I also asked an immigration lawyer how long the freedom of information on immigration file will take no answer.
Em
Do you ever plan to cross border?
@ money
I absolutely will not cross the border. The last time I did was 1997. I have neither reason nor desire to go to Mordor over the Border. How bizarre that the NSA has our information re: I-407 status but we can’t FOIA them. USCIS has not responded to my snail mail requests so I’m just going to leave it at that. I’m prepared to take my money out of the bank here if it becomes a problem for them to deal with someone who refuses to surrender information about her tenuous past ties to the USA.
Thank you for all that excellent work @Eric.
The more we can place in the public sphere about the situation for the US diaspora, expatriates and ex-greencard holders in various countries, the better.
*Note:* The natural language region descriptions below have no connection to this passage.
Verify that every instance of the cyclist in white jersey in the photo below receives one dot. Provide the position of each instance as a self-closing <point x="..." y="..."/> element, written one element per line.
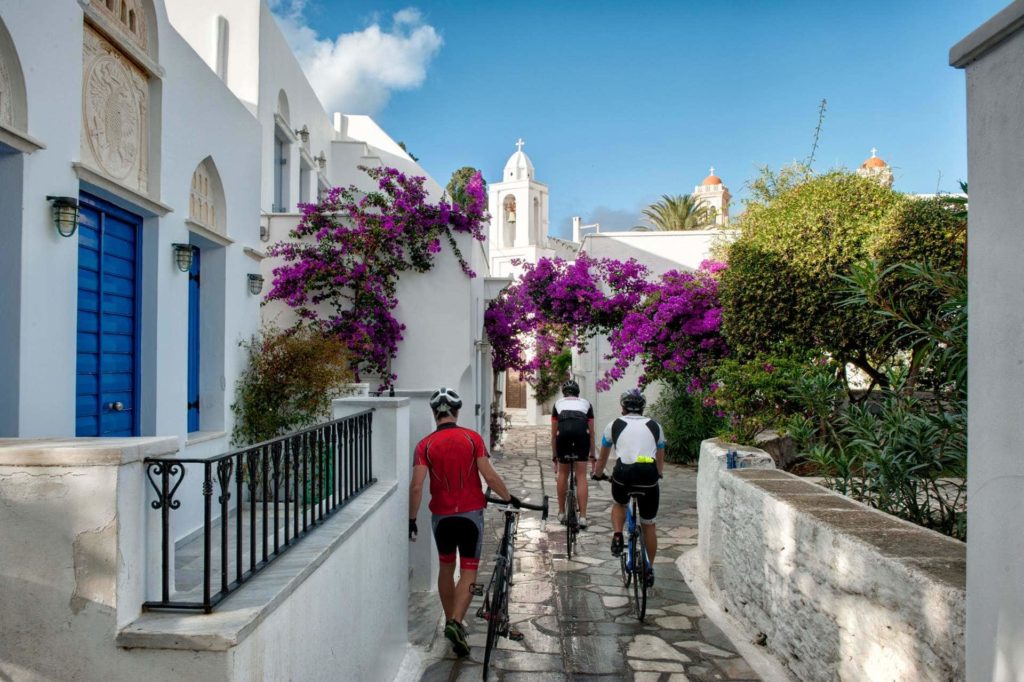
<point x="639" y="445"/>
<point x="572" y="444"/>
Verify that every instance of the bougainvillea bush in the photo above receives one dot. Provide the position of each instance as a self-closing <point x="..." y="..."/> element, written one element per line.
<point x="342" y="271"/>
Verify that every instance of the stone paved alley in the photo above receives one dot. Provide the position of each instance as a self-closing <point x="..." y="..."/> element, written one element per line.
<point x="574" y="613"/>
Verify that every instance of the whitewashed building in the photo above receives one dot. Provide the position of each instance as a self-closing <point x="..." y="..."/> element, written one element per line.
<point x="518" y="207"/>
<point x="186" y="134"/>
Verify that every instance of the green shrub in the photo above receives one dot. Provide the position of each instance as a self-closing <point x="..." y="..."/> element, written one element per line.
<point x="686" y="420"/>
<point x="761" y="392"/>
<point x="904" y="450"/>
<point x="781" y="287"/>
<point x="289" y="383"/>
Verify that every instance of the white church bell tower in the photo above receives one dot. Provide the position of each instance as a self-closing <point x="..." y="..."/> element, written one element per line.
<point x="518" y="207"/>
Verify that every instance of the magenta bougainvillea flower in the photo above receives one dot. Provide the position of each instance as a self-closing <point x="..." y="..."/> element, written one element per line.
<point x="341" y="273"/>
<point x="671" y="326"/>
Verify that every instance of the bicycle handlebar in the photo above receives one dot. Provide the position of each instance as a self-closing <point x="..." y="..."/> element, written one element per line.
<point x="543" y="508"/>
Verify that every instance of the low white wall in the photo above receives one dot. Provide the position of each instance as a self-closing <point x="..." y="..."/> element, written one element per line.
<point x="842" y="591"/>
<point x="73" y="523"/>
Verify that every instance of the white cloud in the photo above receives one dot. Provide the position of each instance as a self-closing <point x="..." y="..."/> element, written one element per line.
<point x="355" y="73"/>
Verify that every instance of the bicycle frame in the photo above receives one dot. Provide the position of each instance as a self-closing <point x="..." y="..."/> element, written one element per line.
<point x="636" y="548"/>
<point x="495" y="608"/>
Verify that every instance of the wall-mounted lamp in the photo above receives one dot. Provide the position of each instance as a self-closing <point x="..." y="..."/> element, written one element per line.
<point x="182" y="256"/>
<point x="255" y="284"/>
<point x="65" y="214"/>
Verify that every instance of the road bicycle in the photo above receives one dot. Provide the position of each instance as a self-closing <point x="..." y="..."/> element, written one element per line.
<point x="495" y="608"/>
<point x="571" y="512"/>
<point x="633" y="562"/>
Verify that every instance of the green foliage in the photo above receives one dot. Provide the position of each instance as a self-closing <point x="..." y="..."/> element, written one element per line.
<point x="289" y="383"/>
<point x="687" y="420"/>
<point x="457" y="184"/>
<point x="904" y="451"/>
<point x="781" y="286"/>
<point x="551" y="376"/>
<point x="770" y="184"/>
<point x="760" y="393"/>
<point x="679" y="212"/>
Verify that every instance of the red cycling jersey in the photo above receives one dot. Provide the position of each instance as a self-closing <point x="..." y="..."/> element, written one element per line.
<point x="450" y="455"/>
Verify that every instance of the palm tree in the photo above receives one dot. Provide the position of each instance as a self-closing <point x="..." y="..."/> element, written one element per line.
<point x="680" y="212"/>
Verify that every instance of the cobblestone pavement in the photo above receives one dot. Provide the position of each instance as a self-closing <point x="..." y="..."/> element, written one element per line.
<point x="574" y="613"/>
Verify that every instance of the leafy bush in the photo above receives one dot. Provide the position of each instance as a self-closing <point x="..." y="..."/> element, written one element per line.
<point x="904" y="452"/>
<point x="781" y="286"/>
<point x="552" y="374"/>
<point x="687" y="420"/>
<point x="291" y="379"/>
<point x="760" y="393"/>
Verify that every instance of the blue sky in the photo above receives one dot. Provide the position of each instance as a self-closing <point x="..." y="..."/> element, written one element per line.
<point x="621" y="102"/>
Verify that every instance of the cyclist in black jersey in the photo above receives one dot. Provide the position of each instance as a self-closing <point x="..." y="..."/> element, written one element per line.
<point x="572" y="444"/>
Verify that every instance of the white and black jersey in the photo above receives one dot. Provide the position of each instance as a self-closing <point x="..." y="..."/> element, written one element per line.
<point x="633" y="436"/>
<point x="572" y="415"/>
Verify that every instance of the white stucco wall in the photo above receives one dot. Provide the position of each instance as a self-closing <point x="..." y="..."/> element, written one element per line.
<point x="993" y="59"/>
<point x="194" y="117"/>
<point x="659" y="252"/>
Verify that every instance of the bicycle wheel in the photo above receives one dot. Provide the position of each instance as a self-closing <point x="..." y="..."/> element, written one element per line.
<point x="495" y="614"/>
<point x="571" y="522"/>
<point x="639" y="580"/>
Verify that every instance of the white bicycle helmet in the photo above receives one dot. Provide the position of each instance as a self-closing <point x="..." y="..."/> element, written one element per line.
<point x="444" y="401"/>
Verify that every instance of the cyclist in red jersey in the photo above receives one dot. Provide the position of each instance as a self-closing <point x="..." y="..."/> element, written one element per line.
<point x="455" y="458"/>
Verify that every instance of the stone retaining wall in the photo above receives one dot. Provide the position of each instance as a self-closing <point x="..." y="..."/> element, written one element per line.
<point x="842" y="591"/>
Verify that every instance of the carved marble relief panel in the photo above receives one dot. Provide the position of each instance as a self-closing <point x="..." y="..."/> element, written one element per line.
<point x="6" y="94"/>
<point x="115" y="114"/>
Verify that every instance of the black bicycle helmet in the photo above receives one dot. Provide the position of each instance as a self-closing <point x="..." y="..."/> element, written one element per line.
<point x="633" y="400"/>
<point x="444" y="400"/>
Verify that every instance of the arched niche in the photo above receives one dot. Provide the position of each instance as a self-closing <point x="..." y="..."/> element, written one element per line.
<point x="536" y="222"/>
<point x="283" y="110"/>
<point x="508" y="221"/>
<point x="135" y="22"/>
<point x="207" y="207"/>
<point x="13" y="103"/>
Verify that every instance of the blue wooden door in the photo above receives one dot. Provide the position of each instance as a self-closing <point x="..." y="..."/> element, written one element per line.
<point x="109" y="245"/>
<point x="194" y="282"/>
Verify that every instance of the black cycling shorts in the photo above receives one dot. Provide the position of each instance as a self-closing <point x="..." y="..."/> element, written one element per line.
<point x="627" y="478"/>
<point x="460" y="531"/>
<point x="572" y="444"/>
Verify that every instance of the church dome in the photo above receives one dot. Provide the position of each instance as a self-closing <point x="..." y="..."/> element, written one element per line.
<point x="711" y="179"/>
<point x="519" y="167"/>
<point x="873" y="161"/>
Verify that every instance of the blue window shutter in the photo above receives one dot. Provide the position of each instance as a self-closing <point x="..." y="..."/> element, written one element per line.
<point x="194" y="284"/>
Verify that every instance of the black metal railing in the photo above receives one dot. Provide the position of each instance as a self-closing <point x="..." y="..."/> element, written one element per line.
<point x="268" y="497"/>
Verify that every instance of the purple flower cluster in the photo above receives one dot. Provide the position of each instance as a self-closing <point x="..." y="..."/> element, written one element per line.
<point x="677" y="331"/>
<point x="672" y="327"/>
<point x="342" y="270"/>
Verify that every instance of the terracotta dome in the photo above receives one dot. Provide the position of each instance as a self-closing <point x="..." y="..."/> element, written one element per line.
<point x="873" y="162"/>
<point x="711" y="179"/>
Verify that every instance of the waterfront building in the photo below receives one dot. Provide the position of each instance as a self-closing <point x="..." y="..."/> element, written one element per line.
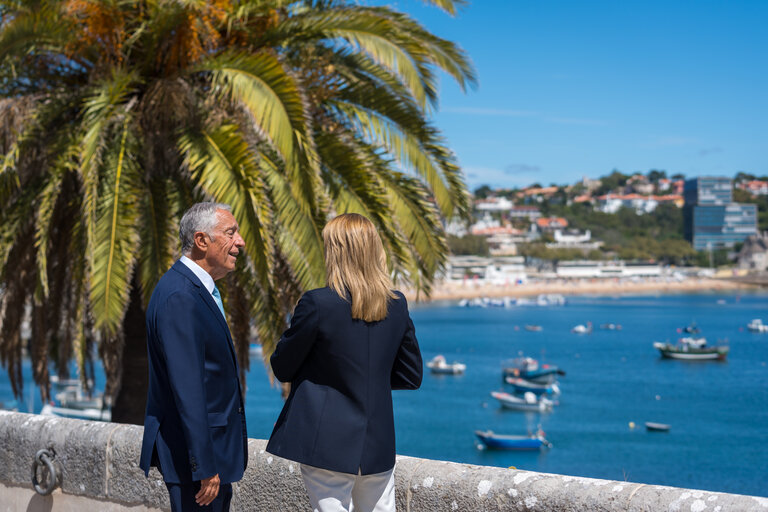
<point x="586" y="269"/>
<point x="494" y="204"/>
<point x="754" y="253"/>
<point x="755" y="187"/>
<point x="712" y="220"/>
<point x="573" y="239"/>
<point x="525" y="212"/>
<point x="550" y="224"/>
<point x="481" y="270"/>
The US and mainstream media can choose not to write about this, but I doubt that they can continue to say that there is no information or issues to pursue – the information is here being researched and dissected here at IBS. Surely they have even more resources if they decided to use them.
@Gordian: AFAIK the WSJ is simply wrong about this. If you are a green card holder, you will be deemed to abandon your green card in the first year that you file Form 8833 to try to take the benefits of a tax treaty as a resident of a foreign country, and that triggers the exit tax. I don’t know of any tax treaty that overrides the “eight out of fifteen” rule, either for the number of years or for determining whether you held a green card in a given year.
The only possible “out” I can see is that the “saving clauses” the US insists on cramming down its treaty “partners'” throats (the “silly rabbit, tax treaties are for corporations, not for actual US human beings living abroad” clause) don’t cover green card holders, only citizens. That might let a green card holder avoid the exit tax entirely.
Found my wife Kate still had her green card late last year. Thought we’d given it up 32 years ago after returning to Australia from the US. Sent the I-407 form along with the card to the consulate 9 months ago but have not heard a word. So now I see that non response is true to form. Have no plans to ever return to the US, have assets worth less than a million and live on a lean income so I’m in hopes that the FATCA intrusion will not touch Kate or her modest bank accounts. It just seemed to add a hopeful note if the WSJ article was correct. Making like brer fox and lying low.